Esto permitió a los patriotas alcanzar una posición fija en la costa, además de abrirles las compuertas de una excelente comunicación con las islas del Caribe. 

En 1820 se firmó un armisticio entre Bolívar y Morillo, tras el cual el general español se marchó a su tierra dejando el mando de las tropas a Latorre y Morales. El Libertador consideró que ese pacto no le favorecía y lo rompió, disponiéndose luego a librar la batalla definitiva: la de Carabobo, en la que los realistas, si bien mayores en número, sufrieron una derrota estruendosa. Los sobrevivientes casi no alcanzaron a encerrarse en Puerto Cabello, ciudad que era la única que España mantenía en todo el territorio. Los patriotas en seguida ocuparon la zona. 

En octubre del mismo año fue tomada Cartagena, operación en la cual cupo papel importante al coronel Padilla, quien con sus pequeños cañones seguía cooperando al éxito de los patriotas. 

Era así como las fuerzas hispanas solo ocupaban a Puerto Cabello, en toda la extensión comprendida entre el límite de Méjico y la boca del río Orinoco. Pero aún mantenían sus pies firmes en el Perú, por lo que Bolívar envió un destacamento para reforzar al general Sucre, quien allí conseguía algunos éxitos. 

La batalla de Pichincha, en 1822, dio a los patriotas —hoy llamados colombianos— el temible dominio sobre todo el territorio que se cobijaba bajo el nombre de Nueva Granada. 

Morales, con la ayuda de algunos refuerzos, consiguió iniciar una nueva ofensiva. Para ello se afirmó en Puerto Rico y Cuba y desembarcando con cerca de quinientos hombres logró, ayudado por la inexperiencia del encargado militar, tomar la ciudad y su fortaleza. Con esto alcanzó una posición que le permitía marchar a Caracas, Bogotá y Santa Marta. Morales no demostró mayor interés en abandonar sus posiciones, no en vano era el militar más capaz de España y el enemigo más peligroso de Colombia. Durante un año mantuvo la situación y habría seguido mayor tiempo si hubiera recibido apoyo de su patria y aprovechado la ausencia de Bolívar que se encontraba luchando en el Perú. 

Nuevamente los laureles históricos le fueron favorables al intrépido y sagaz coronel Padilla, quien, con una reducida escuadra de pequeños barcos de guerra y sus ya famosos cañones de pequeño calibre, logró vencer a la flotilla de Morales, consistente en treinta embarcaciones de pequeño calado. 

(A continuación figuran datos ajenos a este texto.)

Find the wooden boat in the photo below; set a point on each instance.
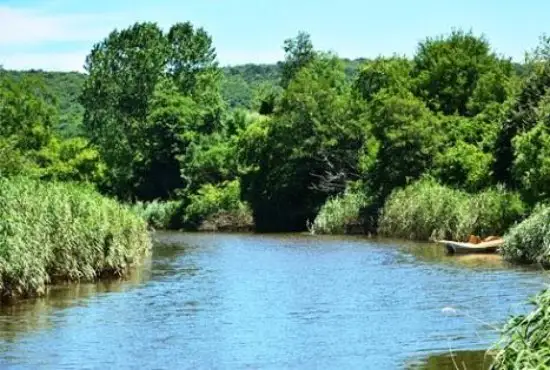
(464, 248)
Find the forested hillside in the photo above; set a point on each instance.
(242, 86)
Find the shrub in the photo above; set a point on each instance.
(159, 215)
(525, 343)
(216, 207)
(530, 240)
(340, 213)
(427, 210)
(60, 231)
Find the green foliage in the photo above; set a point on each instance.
(286, 157)
(27, 112)
(341, 213)
(523, 112)
(427, 210)
(148, 96)
(383, 73)
(465, 166)
(407, 136)
(27, 139)
(65, 88)
(530, 240)
(299, 53)
(159, 215)
(458, 74)
(532, 162)
(524, 342)
(213, 204)
(54, 231)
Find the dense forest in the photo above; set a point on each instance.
(314, 140)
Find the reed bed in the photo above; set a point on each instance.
(63, 232)
(427, 210)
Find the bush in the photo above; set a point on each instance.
(340, 214)
(427, 210)
(159, 215)
(525, 343)
(60, 231)
(530, 240)
(216, 207)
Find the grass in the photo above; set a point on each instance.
(218, 207)
(525, 341)
(427, 210)
(159, 215)
(340, 214)
(529, 242)
(58, 231)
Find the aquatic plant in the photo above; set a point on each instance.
(159, 214)
(428, 210)
(525, 340)
(529, 241)
(63, 232)
(218, 207)
(340, 213)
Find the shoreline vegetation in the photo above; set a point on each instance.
(54, 232)
(452, 141)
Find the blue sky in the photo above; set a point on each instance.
(57, 34)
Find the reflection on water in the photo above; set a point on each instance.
(36, 313)
(470, 360)
(271, 302)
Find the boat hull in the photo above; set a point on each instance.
(468, 248)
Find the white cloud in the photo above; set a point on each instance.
(31, 27)
(70, 61)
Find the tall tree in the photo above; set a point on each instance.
(448, 70)
(299, 52)
(140, 80)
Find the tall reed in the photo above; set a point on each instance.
(340, 214)
(428, 210)
(59, 231)
(529, 242)
(525, 341)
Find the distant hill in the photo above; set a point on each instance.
(239, 88)
(66, 87)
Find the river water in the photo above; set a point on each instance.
(231, 301)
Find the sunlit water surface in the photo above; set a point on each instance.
(227, 301)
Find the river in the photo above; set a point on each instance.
(236, 301)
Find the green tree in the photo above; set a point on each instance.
(289, 155)
(299, 52)
(523, 113)
(147, 97)
(407, 138)
(459, 74)
(383, 73)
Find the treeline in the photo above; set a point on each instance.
(156, 127)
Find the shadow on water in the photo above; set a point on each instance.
(462, 360)
(35, 314)
(436, 254)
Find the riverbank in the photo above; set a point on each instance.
(52, 232)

En este combate naval los colombianos se colocaron a la altura de sus mayores éxitos. Padilla destruyó la flota española y Morales viose obligado a capitular en Maracaibo, con la sola condición de que le dejaran libre, se embarcara a España y jamás volviera a servir en contra de Colombia. 

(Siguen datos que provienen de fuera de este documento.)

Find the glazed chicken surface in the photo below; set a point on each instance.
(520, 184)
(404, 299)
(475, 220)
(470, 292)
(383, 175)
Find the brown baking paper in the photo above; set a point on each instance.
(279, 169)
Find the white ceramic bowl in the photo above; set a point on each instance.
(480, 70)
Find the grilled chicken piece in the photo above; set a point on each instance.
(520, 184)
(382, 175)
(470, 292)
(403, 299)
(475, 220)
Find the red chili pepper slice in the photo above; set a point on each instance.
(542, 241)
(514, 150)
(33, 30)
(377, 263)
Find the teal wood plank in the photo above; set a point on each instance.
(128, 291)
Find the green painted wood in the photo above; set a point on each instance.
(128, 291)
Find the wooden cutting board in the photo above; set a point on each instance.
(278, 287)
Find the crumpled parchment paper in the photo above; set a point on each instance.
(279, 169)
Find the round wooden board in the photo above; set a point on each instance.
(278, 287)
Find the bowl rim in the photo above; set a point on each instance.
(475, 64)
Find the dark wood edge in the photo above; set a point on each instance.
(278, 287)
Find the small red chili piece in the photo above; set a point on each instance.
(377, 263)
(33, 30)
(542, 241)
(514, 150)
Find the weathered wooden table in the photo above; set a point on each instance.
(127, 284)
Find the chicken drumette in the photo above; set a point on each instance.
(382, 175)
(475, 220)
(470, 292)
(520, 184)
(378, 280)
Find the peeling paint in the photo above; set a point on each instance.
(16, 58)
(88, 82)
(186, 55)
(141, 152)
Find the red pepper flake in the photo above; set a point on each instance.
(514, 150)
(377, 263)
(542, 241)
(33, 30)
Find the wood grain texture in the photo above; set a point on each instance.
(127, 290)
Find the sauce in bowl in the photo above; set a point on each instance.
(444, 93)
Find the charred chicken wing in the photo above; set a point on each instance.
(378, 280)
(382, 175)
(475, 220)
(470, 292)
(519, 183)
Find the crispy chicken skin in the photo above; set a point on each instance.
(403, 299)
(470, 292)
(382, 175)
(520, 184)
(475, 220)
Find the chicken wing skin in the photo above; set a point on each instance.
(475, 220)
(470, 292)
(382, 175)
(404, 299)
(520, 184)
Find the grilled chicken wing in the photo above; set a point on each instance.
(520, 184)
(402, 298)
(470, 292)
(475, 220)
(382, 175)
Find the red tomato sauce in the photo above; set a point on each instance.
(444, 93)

Con esto se comprobó la importancia vital que Puerto Cabello tenía para los españoles y la seguridad colombiana, por lo que se decidió ocupar esa fortaleza. El asalto tuvo tal fuerza que el 10 de noviembre de 1823 capituló la ciudadela de la guarnición, perdiendo así los españoles el último punto de apoyo que les quedaba en este país. Hablan pasado trece años de feroz, sangrienta y heroica lucha libertaria.